A long-used anti-cancer drug could be a starting point to develop new treatments for the incurable nerve disease known as Lou Gehrig's disease or amyotrophic lateral sclerosis (ALS), scientists are reporting. Their research showing how the drug prevents clumping of an enzyme linked to ALS appears in the Journal of the American Chemical Society.
Lucia Banci, Ivano Bertini and colleagues explain that ALS causes a progressive loss of muscle control as the nerves that control body movements wither and die. Patients become weak and have difficulty swallowing and breathing, and most die within three to five years of diagnosis. Although some ALS cases are hereditary and run in families, about 90 percent are "sporadic," with the cause unknown. Some research links sporadic ALS to clumping of an antioxidant enzyme called hSOD1. The authors explored whether cisplatin, a chemotherapy drug used since the 1960s that is known to interact with some of the enzyme's amino acids, has any effect on hSOD1 clusters.

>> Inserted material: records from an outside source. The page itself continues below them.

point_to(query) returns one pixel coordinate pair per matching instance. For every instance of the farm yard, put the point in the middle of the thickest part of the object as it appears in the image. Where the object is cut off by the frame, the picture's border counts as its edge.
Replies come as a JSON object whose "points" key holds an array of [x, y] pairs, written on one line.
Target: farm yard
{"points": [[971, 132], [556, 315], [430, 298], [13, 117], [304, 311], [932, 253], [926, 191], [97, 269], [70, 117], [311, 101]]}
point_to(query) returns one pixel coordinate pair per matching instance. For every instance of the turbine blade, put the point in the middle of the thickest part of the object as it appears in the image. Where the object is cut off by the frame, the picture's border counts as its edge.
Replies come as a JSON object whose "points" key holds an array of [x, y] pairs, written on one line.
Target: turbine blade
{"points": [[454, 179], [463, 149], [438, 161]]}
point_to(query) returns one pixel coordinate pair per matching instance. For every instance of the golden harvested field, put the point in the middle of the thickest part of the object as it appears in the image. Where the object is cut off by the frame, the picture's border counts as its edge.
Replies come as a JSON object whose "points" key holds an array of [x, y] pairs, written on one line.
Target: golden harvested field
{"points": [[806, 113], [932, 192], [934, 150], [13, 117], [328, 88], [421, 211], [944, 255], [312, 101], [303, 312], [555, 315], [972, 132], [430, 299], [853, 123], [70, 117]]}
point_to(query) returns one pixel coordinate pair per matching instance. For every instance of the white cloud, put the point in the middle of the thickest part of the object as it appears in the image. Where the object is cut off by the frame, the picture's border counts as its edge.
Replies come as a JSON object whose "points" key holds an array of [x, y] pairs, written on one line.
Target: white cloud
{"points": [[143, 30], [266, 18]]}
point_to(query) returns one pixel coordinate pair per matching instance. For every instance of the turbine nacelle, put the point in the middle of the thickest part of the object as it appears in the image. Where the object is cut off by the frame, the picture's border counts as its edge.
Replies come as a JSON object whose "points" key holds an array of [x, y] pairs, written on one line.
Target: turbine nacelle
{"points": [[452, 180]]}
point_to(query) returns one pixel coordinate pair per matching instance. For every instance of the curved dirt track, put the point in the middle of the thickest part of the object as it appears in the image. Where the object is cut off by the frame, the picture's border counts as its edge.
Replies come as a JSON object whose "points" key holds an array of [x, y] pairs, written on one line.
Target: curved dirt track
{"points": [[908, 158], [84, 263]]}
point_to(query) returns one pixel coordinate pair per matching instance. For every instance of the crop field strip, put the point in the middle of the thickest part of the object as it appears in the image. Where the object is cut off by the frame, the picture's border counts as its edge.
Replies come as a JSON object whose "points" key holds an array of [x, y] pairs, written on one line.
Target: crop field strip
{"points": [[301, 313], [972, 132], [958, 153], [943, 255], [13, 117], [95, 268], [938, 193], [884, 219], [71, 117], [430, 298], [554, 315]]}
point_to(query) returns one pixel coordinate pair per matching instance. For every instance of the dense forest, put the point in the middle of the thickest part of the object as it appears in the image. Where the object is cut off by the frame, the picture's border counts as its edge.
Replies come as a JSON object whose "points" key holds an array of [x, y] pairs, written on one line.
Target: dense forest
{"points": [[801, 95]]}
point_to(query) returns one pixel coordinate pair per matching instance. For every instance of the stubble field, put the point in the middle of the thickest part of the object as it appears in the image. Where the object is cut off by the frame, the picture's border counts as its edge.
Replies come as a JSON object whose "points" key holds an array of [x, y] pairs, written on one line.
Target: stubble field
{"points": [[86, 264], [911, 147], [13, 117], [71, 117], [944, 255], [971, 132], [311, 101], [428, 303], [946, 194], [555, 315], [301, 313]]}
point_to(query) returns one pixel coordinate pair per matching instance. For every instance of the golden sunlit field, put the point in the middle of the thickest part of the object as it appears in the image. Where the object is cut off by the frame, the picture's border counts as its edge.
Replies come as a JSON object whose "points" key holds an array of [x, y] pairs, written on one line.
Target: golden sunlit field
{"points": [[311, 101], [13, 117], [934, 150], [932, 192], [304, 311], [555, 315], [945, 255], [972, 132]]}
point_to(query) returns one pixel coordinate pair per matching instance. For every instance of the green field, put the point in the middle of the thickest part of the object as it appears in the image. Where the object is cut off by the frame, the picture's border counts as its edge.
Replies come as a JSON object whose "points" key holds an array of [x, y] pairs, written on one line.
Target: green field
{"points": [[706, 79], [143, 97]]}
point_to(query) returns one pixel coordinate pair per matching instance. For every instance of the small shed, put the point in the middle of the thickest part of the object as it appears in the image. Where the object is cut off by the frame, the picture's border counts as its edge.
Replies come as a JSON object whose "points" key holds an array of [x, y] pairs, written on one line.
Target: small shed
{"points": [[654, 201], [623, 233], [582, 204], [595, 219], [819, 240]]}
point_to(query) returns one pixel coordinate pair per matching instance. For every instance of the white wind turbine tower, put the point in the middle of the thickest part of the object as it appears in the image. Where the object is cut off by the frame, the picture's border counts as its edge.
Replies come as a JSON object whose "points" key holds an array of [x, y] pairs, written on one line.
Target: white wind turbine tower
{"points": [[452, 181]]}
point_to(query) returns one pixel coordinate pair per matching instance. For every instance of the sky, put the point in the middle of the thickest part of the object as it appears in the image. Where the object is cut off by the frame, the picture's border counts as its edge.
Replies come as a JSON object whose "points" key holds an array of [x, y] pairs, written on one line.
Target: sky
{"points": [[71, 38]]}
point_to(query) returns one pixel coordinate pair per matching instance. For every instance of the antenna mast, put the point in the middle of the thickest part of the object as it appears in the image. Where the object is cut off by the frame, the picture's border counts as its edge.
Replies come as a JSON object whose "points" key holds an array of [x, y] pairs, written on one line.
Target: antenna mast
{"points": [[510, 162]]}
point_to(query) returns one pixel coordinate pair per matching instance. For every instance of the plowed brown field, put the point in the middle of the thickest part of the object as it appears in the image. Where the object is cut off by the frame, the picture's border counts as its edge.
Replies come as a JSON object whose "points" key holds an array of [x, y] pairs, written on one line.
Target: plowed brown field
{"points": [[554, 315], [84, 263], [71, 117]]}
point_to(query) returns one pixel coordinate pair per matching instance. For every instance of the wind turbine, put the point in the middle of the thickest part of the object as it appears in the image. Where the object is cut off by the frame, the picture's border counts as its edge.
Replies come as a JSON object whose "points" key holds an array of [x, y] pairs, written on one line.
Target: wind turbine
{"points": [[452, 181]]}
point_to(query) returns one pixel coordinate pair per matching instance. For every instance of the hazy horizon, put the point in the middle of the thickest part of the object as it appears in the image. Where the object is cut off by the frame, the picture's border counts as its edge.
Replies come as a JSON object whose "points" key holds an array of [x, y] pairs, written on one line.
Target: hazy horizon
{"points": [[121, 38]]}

The scientists found that in laboratory tests, the anti-cancer drug cisplatin bound readily to the enzyme, preventing hSOD1 from aggregating and dissolving existing bunches. Cisplatin targets sites that can form bonds between hSOD1 after the enzyme loses the atom of copper it normally carries. The scientists note that cisplatin does not prevent the enzyme from performing its normal functions. "From this work it appears that cisplatin is a promising lead compound for the rational design of ALS treatments," the authors say.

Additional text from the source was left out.